Painful blows reverberated throughout her entire body, and her petite and agile body couldn’t withstand more of it. Kashi gritted her teeth.
“How long?” she coughed out, drops of blood splattering out.
“A couple minutes more,” replied the elder, her voice ever so sharp yet gentle. Her eyes remained closed, her body still, sitting on the straw mat.
A wave of nausea surged over her as her stomach was pricked by hallucinatory pins and needles, and a blow to her temple nearly toppled her over. Around a dozen minutes had passed since the converging, but she could feel no change in her body; no power, no nothing. If she failed, she would be left with dire consequences: permanent injuries, or worse, dead.

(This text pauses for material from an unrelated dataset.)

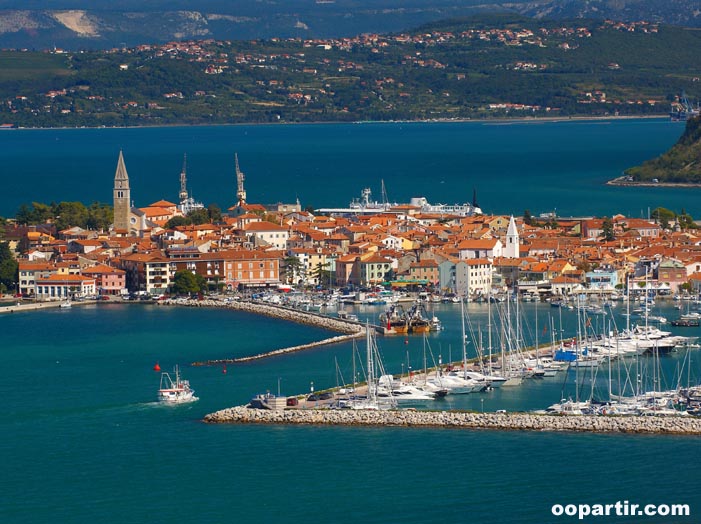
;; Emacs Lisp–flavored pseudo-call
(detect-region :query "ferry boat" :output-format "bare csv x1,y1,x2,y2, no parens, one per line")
316,185,482,217
158,365,198,404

“How long?” she asked again, this time desperate for more time.
“One minute,” replied the elder, as she flipped over the small hourglass, signifying that the converging was reaching its end.
Anxiety was creeping up her skin, and time was soaring by. Maybe this was the end for her. Kashi had seen many other girls, girls younger than her, with the injuries. Some had lost limbs, others had lost their senses. Most of the failures, including the weak, were left to rot in the dark, slimy, tar-covered streets, and those in luck died swiftly. Others, or the unlucky, died a slow, painful death. Life was unfair; only those who were fit survived.

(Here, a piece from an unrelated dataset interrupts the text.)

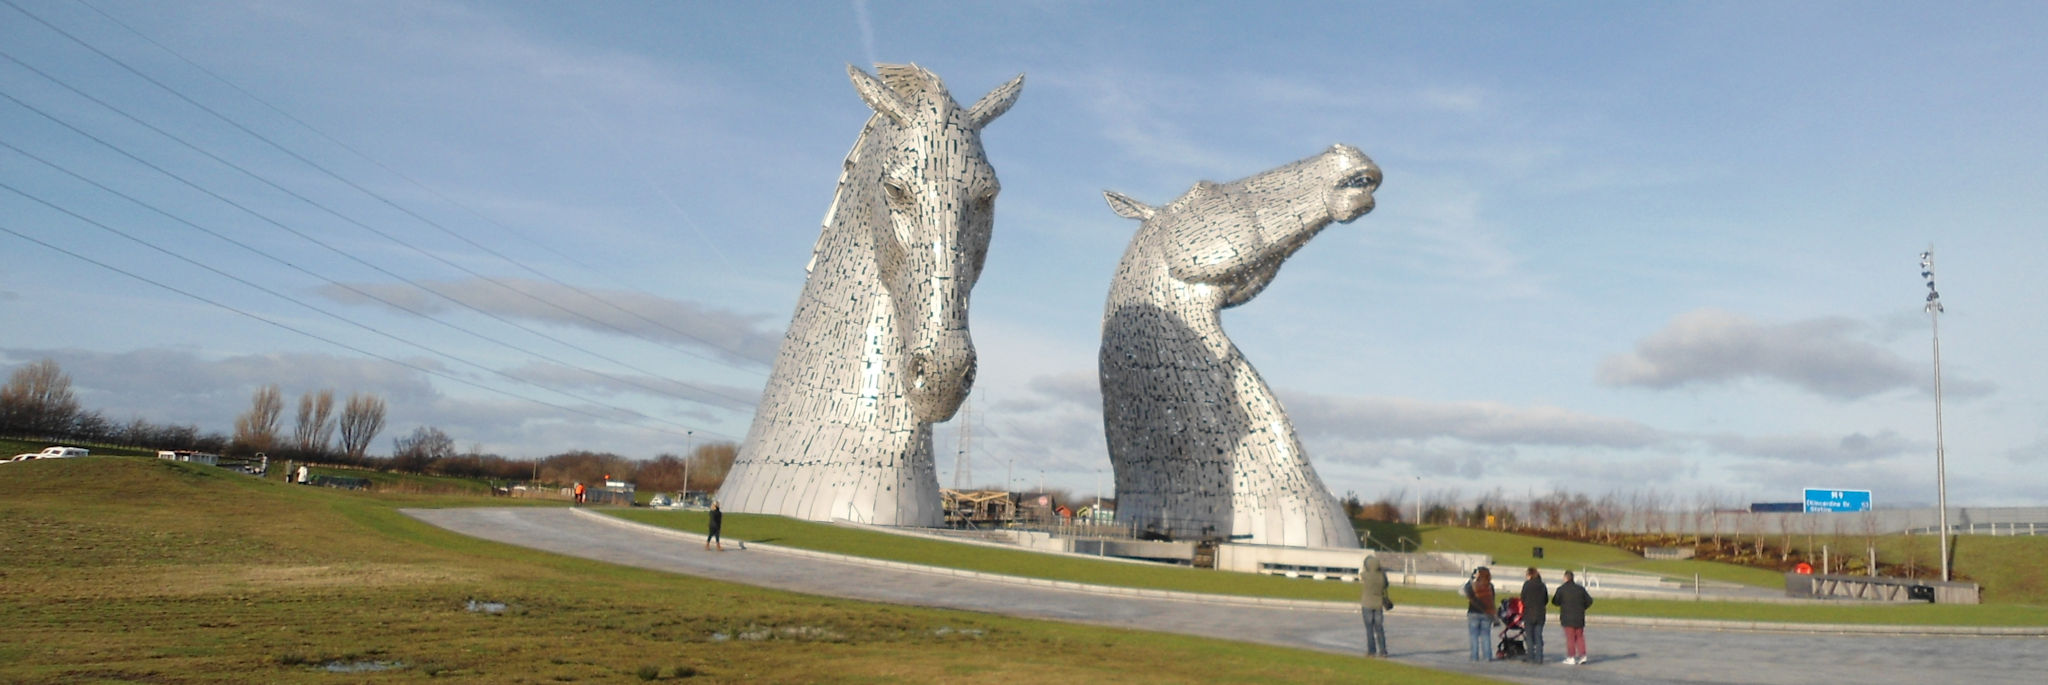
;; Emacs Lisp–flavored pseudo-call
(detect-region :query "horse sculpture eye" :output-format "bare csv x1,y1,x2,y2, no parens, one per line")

A burst of pure, white light erupted from the capsule she was within, and filled the room, followed by a loud, high-pitched hum. Excruciating pain crushed her insides, as energy flowed into her organs. Her neurons severed and reattached, and her bones reinforced, as a blue aura surrounded her. Everything around her was stuck in a twister, bits of debris banging against the glass, papers flying everywhere, and even the elder knocked a few feet back.
Even the capsule couldn’t withstand the pressure exerted. Cracks were forming around the glass panels, and the room seemed to spin. The elder’s voice was inaudible, but she could make out her tone: panicked. Abruptly, everything ceased, almost as if nothing had occurred. The whole room was calm and placid, and even the elder seemed bewildered. For a few seconds, she sat there dazed, unsure of what was going on. But being the collected woman she was, she brushed the dust off her tkaya, a clothing only worn by the elders who had passed the exam, and heaved herself up.
As the elder slowly to rise to her feet, a screech filled the whole room, shattering the glass of the capsule. Shards of glass were scattered around the room, but the elder, with a shaky motion of her hand, dispelled the glass. These powers, everyone would call, were magnus.
The screech ended as soon as it started. Warm, iridescent light followed suit, irradiating the small room. And then, the room was back to normal. Yet, Kashi couldn’t stop shivering. Deep within her body, she was freezing; whether it was from fear or cold, Kashi didn’t know.
The solid, iron clasps which had pinned her limbs came loose with a soft hiss. Rubbing her wrists, Kashi laid still unsure of what to do next.
“Rise,” commanded the elder as she walked up towards her. Kashi acquiesced, cautiously crawling out, avoiding the jagged, sharp pieces lying on the floor. The aura was faint, but Kashi could see it. She could feel it, alive and pulsing, as it encircled around and enveloped her, just like ocean waves blanketing the smooth sand.
Kashi walked with apprehension, afraid that she had failed. A golden or silver light signified those who were chosen; no one had told her of a blue light. Dismayed, she hung her head, waiting for the elder to call the guards, who would drag her out back into the street.
The blue aura slowly faded away, leaving Kashi’s body numb and paralyzed. The sound of bells rung inside her head, as Kashi felt a streak of light penetrating through her head, turning her lightheaded and muddled.
Tears slowly slid down her cheeks. It had only been a couple of months since she had been picked up from the filthy streets. Only a few months since she hadn’t starved. Only a few months since she got clean clothes. And now, everything had crumbled to dust.
Clenching her fists in frustration, Kashi stared at the cracked, stone floor. As the elder reached out, flinched, bracing herself for the worst. Instead, all the elder did was softly pat Kashi’s sweaty shoulder.
“You have done well,” she said,”Now follow me.”